La familia de Mariana Sepúlveda sostuvo por años que la joven nunca salió del pasaje Logroño. La confesión de un vecino podría darles la razón.
“Creo ciegamente en la teoría de que mi hermana no salió del pasaje”. La frase que Carolina Sepúlveda le dijo a Carlos Pinto en 2020 hoy suena profética: el vecino que confesó la muerte de Mariana Sepúlveda aseguró que todo ocurrió dentro de una casa de ese mismo pasaje Logroño de Conchalí.
La teoría de la familia Sepúlveda que la confesión podría confirmar: “Ella nunca salió del pasaje”
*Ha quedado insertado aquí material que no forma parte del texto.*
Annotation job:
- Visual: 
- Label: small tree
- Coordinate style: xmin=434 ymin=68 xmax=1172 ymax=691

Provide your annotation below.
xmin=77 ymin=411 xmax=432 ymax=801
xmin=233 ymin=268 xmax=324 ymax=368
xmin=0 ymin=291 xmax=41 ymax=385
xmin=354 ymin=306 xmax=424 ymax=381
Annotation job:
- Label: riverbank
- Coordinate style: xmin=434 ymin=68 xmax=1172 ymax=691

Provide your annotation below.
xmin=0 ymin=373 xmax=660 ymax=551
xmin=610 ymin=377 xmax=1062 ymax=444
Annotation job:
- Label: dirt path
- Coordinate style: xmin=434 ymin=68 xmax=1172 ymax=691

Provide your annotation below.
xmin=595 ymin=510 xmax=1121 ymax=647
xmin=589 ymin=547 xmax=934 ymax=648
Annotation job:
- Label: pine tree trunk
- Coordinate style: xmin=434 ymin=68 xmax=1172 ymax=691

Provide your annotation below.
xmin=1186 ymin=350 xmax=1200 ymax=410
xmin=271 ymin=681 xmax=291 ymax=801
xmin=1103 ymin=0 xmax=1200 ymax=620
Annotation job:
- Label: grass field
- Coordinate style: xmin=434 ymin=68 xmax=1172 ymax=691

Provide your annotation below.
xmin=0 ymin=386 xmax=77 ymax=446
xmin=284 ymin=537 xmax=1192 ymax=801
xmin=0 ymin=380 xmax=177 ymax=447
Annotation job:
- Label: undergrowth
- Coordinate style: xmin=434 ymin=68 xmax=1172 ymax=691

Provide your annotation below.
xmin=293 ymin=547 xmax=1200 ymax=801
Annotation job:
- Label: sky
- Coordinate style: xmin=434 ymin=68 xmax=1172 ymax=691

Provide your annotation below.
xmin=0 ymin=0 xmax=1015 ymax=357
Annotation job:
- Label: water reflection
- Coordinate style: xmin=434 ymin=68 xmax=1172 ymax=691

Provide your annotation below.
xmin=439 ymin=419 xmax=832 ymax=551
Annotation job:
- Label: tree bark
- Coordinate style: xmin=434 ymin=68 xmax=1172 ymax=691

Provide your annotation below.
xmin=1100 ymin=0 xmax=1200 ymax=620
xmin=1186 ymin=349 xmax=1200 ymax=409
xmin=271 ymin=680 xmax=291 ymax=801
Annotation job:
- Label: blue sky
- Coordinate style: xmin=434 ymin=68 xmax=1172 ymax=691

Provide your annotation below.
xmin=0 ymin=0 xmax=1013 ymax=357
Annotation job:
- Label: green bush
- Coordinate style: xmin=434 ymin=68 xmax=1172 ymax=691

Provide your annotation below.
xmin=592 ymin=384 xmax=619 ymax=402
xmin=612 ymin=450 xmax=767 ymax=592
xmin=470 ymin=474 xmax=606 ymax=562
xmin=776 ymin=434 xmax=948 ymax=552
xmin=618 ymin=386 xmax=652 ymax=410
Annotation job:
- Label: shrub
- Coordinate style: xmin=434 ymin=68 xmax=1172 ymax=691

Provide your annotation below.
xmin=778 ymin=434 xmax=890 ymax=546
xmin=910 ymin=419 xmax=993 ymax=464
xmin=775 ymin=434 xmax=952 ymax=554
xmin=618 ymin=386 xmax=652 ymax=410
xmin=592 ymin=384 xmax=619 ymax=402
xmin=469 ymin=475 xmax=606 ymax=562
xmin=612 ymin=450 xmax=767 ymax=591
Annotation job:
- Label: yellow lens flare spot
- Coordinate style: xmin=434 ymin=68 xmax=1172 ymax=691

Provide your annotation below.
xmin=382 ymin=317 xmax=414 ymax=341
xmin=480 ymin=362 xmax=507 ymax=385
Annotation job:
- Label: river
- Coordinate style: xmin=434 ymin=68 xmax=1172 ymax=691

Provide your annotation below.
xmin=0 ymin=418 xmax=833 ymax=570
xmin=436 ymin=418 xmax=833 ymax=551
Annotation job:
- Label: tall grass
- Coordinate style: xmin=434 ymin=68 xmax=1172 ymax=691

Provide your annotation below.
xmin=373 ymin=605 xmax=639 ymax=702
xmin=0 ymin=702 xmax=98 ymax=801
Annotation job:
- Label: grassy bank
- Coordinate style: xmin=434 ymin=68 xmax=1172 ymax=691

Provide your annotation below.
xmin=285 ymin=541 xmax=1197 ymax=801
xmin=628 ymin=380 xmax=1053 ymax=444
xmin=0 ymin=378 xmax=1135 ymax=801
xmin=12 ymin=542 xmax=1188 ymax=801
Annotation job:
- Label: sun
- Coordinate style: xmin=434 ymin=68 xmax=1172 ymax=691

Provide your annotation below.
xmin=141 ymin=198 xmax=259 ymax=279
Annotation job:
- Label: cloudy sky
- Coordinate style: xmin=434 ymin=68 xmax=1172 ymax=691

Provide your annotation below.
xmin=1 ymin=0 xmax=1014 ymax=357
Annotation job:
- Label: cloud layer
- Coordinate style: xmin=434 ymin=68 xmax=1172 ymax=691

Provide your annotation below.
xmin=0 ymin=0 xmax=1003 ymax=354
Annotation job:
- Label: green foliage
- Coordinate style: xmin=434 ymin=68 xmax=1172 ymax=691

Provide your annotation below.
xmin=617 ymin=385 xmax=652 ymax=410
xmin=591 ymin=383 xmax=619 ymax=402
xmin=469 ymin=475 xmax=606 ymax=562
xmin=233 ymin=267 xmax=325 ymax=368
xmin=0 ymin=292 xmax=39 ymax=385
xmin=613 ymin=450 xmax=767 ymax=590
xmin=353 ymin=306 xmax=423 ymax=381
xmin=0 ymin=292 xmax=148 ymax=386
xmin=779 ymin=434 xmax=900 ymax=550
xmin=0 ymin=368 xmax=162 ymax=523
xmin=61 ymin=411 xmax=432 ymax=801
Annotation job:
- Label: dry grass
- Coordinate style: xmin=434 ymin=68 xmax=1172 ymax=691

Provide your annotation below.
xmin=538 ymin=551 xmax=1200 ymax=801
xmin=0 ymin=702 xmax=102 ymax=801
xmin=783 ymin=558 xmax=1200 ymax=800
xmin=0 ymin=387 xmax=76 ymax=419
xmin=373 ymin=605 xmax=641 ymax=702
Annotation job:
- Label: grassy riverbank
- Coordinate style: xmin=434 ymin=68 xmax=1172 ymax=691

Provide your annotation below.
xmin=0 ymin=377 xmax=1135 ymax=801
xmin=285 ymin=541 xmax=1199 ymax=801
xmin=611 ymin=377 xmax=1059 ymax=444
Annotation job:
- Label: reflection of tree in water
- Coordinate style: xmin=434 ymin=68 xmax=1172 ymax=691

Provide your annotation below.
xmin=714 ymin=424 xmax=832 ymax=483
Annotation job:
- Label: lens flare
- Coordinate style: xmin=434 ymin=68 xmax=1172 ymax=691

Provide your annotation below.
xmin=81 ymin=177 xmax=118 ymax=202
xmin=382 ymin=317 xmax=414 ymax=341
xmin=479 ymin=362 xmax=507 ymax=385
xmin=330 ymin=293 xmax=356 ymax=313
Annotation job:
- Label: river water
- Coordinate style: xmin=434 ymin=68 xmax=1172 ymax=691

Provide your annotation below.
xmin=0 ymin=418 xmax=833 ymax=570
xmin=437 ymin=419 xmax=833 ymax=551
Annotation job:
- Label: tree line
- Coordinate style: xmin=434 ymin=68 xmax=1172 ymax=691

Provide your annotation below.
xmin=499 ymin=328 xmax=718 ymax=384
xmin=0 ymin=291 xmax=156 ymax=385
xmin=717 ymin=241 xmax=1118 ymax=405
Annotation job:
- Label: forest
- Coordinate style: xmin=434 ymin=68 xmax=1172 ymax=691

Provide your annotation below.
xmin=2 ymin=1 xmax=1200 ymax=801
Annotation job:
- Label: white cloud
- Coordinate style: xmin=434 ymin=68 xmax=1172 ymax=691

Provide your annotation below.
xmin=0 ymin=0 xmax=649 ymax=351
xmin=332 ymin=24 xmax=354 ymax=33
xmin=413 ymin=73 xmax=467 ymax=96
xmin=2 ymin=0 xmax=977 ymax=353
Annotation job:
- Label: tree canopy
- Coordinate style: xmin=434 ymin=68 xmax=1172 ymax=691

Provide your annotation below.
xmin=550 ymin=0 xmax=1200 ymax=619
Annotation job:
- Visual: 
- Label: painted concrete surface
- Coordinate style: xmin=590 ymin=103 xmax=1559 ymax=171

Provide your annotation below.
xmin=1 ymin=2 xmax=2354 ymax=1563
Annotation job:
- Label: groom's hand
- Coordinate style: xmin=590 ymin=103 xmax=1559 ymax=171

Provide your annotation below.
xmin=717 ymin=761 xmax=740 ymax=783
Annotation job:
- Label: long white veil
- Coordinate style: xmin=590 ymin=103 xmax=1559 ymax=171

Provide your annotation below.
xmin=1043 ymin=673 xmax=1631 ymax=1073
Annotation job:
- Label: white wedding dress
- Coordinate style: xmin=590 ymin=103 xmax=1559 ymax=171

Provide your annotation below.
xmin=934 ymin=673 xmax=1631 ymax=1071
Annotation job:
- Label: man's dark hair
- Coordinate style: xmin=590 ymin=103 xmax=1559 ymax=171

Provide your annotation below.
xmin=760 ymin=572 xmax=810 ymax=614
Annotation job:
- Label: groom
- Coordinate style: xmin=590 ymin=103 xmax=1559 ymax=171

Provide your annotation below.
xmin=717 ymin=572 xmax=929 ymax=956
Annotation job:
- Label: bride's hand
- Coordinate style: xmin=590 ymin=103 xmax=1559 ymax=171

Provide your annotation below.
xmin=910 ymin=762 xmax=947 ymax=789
En 2020, Carolina y su madre, Marta León, conversaron con el rostro de Mea Culpa durante su espacio en el matinal de Chilevisión, donde compartieron la hipótesis que sostuvieron durante años contra corriente.
“Yo, desde mi punto de vista, sospecho de más personas en el barrio, porque creo ciegamente en la teoría de que mi hermana no salió del pasaje. En vista de eso, yo te puedo decir que sí: puedo tener más sospechosos en el mismo pasaje”, afirmó entonces la hermana de Mariana.
La tesis contrastaba con la línea investigativa que dominó años de carpeta: la cédula bloqueada en Chañaral y la posibilidad de que la joven hubiera viajado al norte. De corroborarse la confesión de Ghislaín Jesús Quiroz —vecino del mismo pasaje Logroño—, la familia habría tenido razón desde el principio.
La crítica que hoy suena a advertencia: “la diligencia fue poco especializada”
En la misma conversación, Carolina cuestionó con dureza las primeras diligencias policiales, cuando la policía ingresó a un domicilio sospechoso del sector:
“Siento que no fue la mejor diligencia y no se hizo con la minuciosidad que nosotros esperábamos. Era, de partida, un lugar que no estaba cercado… estaba de libre acceso a cualquier persona. Si se está trabajando en un lugar donde se pretende encontrar pistas, lo más óptimo es dejar ese sector cercado para que nadie se acerque. Creo que fue poco especializada”, lamentó.
Sus palabras cobran nueva relevancia en estas horas, mientras equipos de Labocar y del OS9 de Carabineros perician la vivienda del confeso —otra casa del mismo barrio— en busca de evidencias.
“La justicia viene después”: lo único que la familia sigue pidiendo
Más allá de las culpas, Carolina fue clara en 2020 sobre lo que movía a la familia: “Lo único que busco, y es por lo que seguimos luchando, es por saber dónde está Mariana. Sabemos que las posibilidades de encontrarla con vida son prácticamente nulas, pero lo que nos mueve es saber dónde está, tener esa tranquilidad”.
Y cerró con la frase que hoy define el momento del caso: “Yo voy a quedar tranquila el día en que tenga un lugar donde ir a verla. La justicia viene después, por lo menos así lo siento yo. Creo que la etapa de ahora es encontrarla, solo eso”.
Ese anhelo enfrenta hoy su escenario más adverso: según la confesión en verificación, los restos habrían sido exhumados en 2013 y arrojados a la basura. La Fiscalía Centro Norte aún evalúa si el relato es verídico y si queda alguna posibilidad real de hallarlos.